Ausgabe 07/2013
Pressestimmen
ZEIT CAMPUS, 15. Oktober 2013
Fordern junge Arbeitnehmer zu wenig?
Für junge Leute ist es schwierig, mehr zu fordern. Sie hoffen, dass sie durch besondere Anstrengung eine unbefristete Stelle bekommen können. Leider ist es so, dass diejenigen, denen es besonders schlecht geht, sich weniger organisieren. Eigentlich sollten aber gerade sie aktiv werden, zum Beispiel in der Gewerkschaft.
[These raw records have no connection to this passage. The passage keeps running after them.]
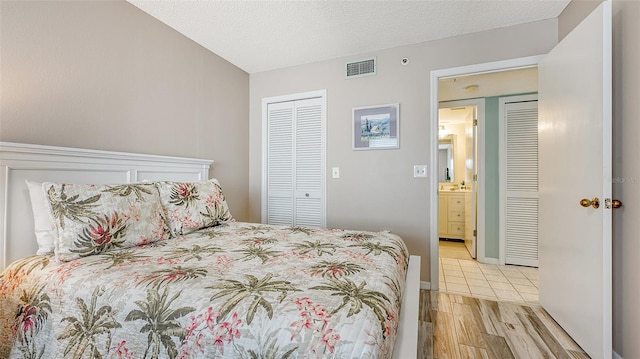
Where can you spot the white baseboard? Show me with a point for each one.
(486, 260)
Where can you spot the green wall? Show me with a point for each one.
(492, 176)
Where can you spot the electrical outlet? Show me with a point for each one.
(420, 171)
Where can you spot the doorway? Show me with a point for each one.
(486, 249)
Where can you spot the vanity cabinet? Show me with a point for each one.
(451, 214)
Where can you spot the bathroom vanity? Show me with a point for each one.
(451, 209)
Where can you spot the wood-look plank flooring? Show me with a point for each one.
(460, 327)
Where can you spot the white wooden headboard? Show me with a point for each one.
(20, 162)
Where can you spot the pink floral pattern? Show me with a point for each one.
(202, 295)
(193, 205)
(92, 219)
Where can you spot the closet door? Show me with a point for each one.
(520, 204)
(280, 165)
(309, 164)
(295, 163)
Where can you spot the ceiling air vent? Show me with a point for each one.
(361, 68)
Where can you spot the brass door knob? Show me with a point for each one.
(595, 202)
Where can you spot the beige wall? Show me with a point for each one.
(377, 190)
(105, 75)
(626, 168)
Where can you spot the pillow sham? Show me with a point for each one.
(92, 219)
(190, 206)
(41, 220)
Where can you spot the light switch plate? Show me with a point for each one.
(420, 171)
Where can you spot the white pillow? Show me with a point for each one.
(41, 219)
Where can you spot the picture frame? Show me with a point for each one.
(376, 127)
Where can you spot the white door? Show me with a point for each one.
(575, 163)
(295, 163)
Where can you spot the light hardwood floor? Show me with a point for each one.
(454, 326)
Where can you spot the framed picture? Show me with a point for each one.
(376, 127)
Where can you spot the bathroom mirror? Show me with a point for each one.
(445, 159)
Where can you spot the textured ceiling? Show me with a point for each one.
(264, 35)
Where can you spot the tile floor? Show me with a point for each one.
(487, 281)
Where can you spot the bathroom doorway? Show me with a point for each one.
(469, 250)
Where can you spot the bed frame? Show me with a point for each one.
(20, 162)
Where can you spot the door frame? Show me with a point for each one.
(436, 75)
(322, 94)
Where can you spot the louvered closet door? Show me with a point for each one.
(521, 207)
(295, 163)
(308, 164)
(280, 176)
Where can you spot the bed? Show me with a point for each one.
(147, 261)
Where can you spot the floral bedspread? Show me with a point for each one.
(238, 290)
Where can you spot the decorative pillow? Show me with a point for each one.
(193, 205)
(41, 219)
(92, 219)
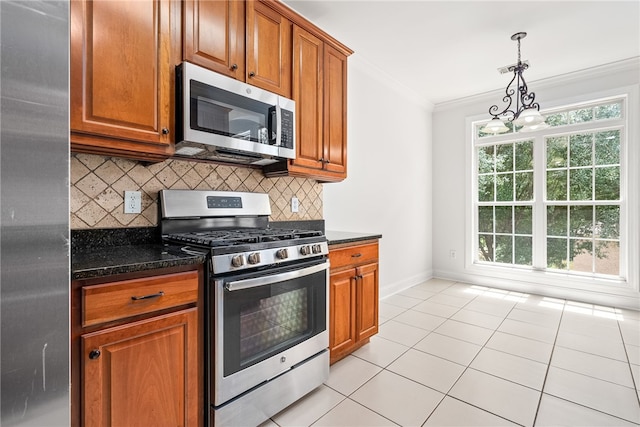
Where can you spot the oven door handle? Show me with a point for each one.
(274, 278)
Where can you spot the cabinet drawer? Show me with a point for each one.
(118, 300)
(353, 255)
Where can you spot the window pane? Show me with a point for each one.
(485, 188)
(607, 258)
(608, 148)
(524, 186)
(524, 155)
(580, 186)
(557, 152)
(504, 249)
(523, 250)
(581, 116)
(581, 221)
(607, 222)
(557, 253)
(608, 183)
(485, 219)
(504, 187)
(581, 150)
(581, 252)
(485, 247)
(557, 185)
(504, 222)
(523, 219)
(611, 111)
(557, 221)
(485, 159)
(504, 158)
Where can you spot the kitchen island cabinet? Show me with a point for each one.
(136, 348)
(353, 296)
(123, 56)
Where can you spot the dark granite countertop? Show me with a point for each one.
(336, 237)
(112, 260)
(105, 252)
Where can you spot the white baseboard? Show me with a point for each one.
(616, 298)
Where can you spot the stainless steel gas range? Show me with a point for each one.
(266, 302)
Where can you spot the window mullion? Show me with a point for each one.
(539, 204)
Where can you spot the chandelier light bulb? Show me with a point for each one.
(494, 126)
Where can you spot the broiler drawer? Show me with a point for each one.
(353, 255)
(126, 298)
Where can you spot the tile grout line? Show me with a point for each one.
(546, 374)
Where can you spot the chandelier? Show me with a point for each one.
(525, 112)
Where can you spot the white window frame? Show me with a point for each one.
(629, 203)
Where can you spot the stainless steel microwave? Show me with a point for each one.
(219, 118)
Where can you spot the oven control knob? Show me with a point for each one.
(237, 261)
(282, 253)
(254, 258)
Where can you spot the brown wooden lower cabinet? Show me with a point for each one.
(136, 350)
(143, 373)
(353, 297)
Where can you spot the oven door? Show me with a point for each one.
(264, 324)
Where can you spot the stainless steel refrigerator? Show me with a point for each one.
(34, 204)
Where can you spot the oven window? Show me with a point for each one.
(260, 322)
(272, 321)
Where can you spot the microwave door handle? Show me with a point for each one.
(278, 123)
(239, 285)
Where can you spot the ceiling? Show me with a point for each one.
(446, 50)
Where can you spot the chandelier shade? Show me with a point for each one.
(521, 106)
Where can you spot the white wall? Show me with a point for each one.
(451, 176)
(388, 188)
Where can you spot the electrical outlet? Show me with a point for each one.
(132, 202)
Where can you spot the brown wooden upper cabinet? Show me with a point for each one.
(320, 92)
(122, 77)
(248, 41)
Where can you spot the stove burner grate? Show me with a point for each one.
(223, 238)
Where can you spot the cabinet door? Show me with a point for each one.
(122, 77)
(308, 93)
(146, 373)
(367, 306)
(268, 49)
(214, 35)
(342, 297)
(335, 111)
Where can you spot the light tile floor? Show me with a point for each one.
(450, 354)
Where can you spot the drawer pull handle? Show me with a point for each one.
(159, 294)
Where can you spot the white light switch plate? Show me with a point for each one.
(132, 202)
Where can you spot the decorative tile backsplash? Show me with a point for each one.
(98, 184)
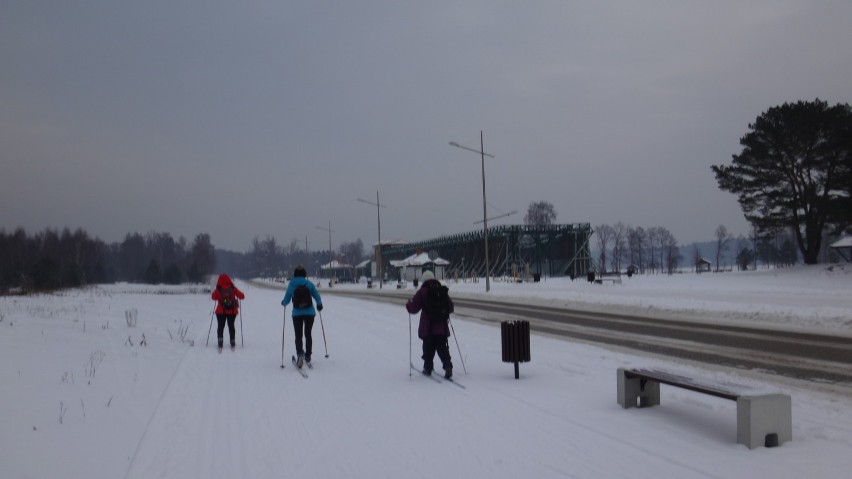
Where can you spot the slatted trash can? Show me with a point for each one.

Onno Dannenberg, VER.DI-GEWERKSCHAFTSSEKRETÄR
Zwischen Arbeit und Kapital
SÜDDEUTSCHE ZEITUNG, 31. Oktober 2013
Wir wollen echte Mitbestimmung. Seit Norbert Blüm in den Achtzigerjahren Arbeitsminister war, ist den Arbeitnehmern immer mehr genommen worden. Seitdem werden Schutzrechte auf breiter Front ausgehöhlt, die Tarifautonomie in ihrer Gestaltungskraft geschwächt und der Niedriglohnsektor millionenfach ausgeweitet. Nun brauchen wir eine neue Sicherheitsarchitektur für gute Arbeit. Wir brauchen Mindestlohn und Allgemeinverbindlichkeit, Mitbestimmung und eine Sicherung der Tarifautonomie. Wenn diese Ordnung der Arbeit steht, dann können wir, Gewerkschaften und Arbeitgeber, uns auf die Auseinandersetzung zwischen Arbeit und Kapital konzentrieren - ohne ständig auf die Politik zu schielen.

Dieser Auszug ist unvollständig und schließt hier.